パトカー・救急車・消防車などが通行している場合や、葬儀を執り行っている場所、学習塾などの近くもアナウンスをストップするか音量を調整しましょう。
他候補の選挙カーや街頭演説、選挙事務所の前を通るときはアナウンスをストップし、「◯◯候補のご健闘をお祈りします」などの激励をしてその場から離れましょう。
せっかくの宣伝活動が単なる騒音として悪印象にならないよう、細かい配慮をお願いします。
どの地域を回っているかを把握する
アナウンスの冒頭には地域名を入れるのが基本です。
事前に当日の運行ルートを確認し、できるだけ町名や字名、団地名などを把握しましょう。
読み方が特殊な地名もあります。
わからない場合は、その地域の方に前もって確認するかネットで調べるなどしておきましょう。
それでもわからない場合は、無理に地名を入れず「ご町内の皆様」などで対応してください。
車の向きを意識する
選挙カーには前後にスピーカーが設置されていますので、進行方向が変わると声の届く範囲が変わります。

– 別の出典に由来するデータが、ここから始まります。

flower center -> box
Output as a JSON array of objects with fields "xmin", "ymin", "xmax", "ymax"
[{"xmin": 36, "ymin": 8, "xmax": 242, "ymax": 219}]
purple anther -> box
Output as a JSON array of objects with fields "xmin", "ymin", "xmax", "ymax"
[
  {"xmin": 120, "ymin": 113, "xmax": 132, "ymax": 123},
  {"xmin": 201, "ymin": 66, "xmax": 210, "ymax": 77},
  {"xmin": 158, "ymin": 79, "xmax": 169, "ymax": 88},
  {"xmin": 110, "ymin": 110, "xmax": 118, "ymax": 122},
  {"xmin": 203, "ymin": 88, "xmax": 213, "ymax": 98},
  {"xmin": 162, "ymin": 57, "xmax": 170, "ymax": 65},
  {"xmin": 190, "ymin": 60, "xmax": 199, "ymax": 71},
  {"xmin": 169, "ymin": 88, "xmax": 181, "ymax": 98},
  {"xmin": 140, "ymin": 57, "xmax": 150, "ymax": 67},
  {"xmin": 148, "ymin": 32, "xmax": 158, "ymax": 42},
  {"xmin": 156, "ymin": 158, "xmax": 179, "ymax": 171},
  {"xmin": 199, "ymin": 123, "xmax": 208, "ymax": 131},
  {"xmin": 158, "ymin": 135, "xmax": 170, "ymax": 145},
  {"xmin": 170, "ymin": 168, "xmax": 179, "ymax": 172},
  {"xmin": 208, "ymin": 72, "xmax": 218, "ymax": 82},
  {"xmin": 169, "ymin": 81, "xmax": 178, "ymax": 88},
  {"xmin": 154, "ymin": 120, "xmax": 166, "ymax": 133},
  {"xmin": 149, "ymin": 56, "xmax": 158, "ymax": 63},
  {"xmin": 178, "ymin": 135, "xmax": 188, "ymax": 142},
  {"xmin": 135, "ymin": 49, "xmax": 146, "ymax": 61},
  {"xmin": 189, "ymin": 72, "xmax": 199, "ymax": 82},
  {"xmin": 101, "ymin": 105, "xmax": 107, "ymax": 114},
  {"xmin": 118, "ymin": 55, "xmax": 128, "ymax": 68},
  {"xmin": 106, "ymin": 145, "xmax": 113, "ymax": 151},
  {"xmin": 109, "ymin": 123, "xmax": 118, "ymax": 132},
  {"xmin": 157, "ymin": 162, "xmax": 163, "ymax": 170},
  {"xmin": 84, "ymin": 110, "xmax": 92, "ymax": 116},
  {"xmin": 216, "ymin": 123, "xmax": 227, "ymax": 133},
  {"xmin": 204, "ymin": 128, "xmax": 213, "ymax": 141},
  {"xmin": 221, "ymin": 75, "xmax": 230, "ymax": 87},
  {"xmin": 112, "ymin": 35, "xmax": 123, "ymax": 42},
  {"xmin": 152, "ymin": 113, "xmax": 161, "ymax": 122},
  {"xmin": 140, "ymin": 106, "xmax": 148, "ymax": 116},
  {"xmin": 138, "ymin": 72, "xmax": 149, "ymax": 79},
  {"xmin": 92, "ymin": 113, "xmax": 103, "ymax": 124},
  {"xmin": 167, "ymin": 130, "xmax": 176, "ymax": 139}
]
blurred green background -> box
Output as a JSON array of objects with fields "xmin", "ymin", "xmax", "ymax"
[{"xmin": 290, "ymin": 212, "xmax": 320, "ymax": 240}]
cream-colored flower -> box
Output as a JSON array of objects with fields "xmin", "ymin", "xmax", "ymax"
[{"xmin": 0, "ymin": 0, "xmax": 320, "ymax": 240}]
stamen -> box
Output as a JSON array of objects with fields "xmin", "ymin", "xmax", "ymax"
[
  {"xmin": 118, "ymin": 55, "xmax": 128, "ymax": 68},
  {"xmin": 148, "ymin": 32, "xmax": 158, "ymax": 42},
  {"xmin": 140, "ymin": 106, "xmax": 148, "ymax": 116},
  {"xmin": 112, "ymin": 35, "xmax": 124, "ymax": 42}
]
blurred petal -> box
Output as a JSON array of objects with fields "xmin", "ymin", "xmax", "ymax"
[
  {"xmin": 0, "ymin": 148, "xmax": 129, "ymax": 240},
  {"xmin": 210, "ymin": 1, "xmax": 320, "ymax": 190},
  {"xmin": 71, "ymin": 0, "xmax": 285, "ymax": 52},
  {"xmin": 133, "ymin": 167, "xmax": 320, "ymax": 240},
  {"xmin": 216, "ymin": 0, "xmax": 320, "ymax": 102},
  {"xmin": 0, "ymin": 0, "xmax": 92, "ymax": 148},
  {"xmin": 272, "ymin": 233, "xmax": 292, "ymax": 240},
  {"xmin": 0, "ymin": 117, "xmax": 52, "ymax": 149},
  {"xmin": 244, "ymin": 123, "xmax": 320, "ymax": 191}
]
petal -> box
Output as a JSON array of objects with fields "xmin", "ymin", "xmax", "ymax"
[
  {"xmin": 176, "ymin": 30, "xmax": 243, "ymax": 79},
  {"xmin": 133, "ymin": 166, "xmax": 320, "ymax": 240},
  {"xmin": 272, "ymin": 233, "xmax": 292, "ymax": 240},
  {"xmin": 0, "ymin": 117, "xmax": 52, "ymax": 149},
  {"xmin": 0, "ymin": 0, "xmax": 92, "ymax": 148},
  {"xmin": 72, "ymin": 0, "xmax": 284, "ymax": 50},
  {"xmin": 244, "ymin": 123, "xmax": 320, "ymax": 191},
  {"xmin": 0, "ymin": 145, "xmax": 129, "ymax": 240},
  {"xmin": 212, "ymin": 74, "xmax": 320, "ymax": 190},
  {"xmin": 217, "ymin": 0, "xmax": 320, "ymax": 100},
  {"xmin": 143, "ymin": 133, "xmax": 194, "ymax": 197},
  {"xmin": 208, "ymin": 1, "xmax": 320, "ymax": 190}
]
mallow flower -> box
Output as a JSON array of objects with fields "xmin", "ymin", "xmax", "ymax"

方向の変更にあわせてアナウンスの内容に一区切りをつけるようにしましょう。
その際には「ご声援ありがとうございます」などのお礼で締めると効果的です。
方向変更のタイミングは、マイクの交代のタイミングとしてもおすすめです。
選挙カーから車上運動員がアナウンスする際のシーン別フレーズ例
ここからは車上運動員がアナウンスする際のフレーズ例を、以下の5シーンにわけて紹介します。
- 告示日
- 2日目以降の中盤戦〜後半
- 最終日
- 街頭演説の司会
- 街頭演説の締め
ここで紹介するフレーズを組み合わせて、自分だけのアナウンス台本を作成しましょう。
声に出して読んでみることで、より良い言い回しが浮かびます。
また、アナウンス台本はひと目で読めるような大きな文字で印刷し、選挙カーに持ち込みましょう。
告示日
- ◯◯市議会議員候補の勝田とおる、勝田とおるでございます。
- 本日、◯◯市議会議員選挙に立候補した勝田とおるが、(地区名)の皆様に立候補のごあいさつとご支援のお願いに参りました。
- 勝田とおるは、□□に取り組みます!(政策から主要なものをピックアップ)
- お約束します!勝田とおるは□□を実現します!◯◯市をもっと良くしてまいります!勝田とおるでございます!
- 勝田、勝田、勝田とおるでございます。
2日目以降の中盤戦〜後半
- ◯◯市議会議員候補の勝田とおる、勝田とおるでございます。
- 勝田とおるが、○○(地区名)の皆様に、ご支援のお願いにあがっております。
- どうか、あなたの一票で、勝田とおるを◯◯市議会議員へと押し上げてください!
- 期日前投票もはじまっています。市議会議員には勝田、勝田、勝田とおるをよろしくお願いします。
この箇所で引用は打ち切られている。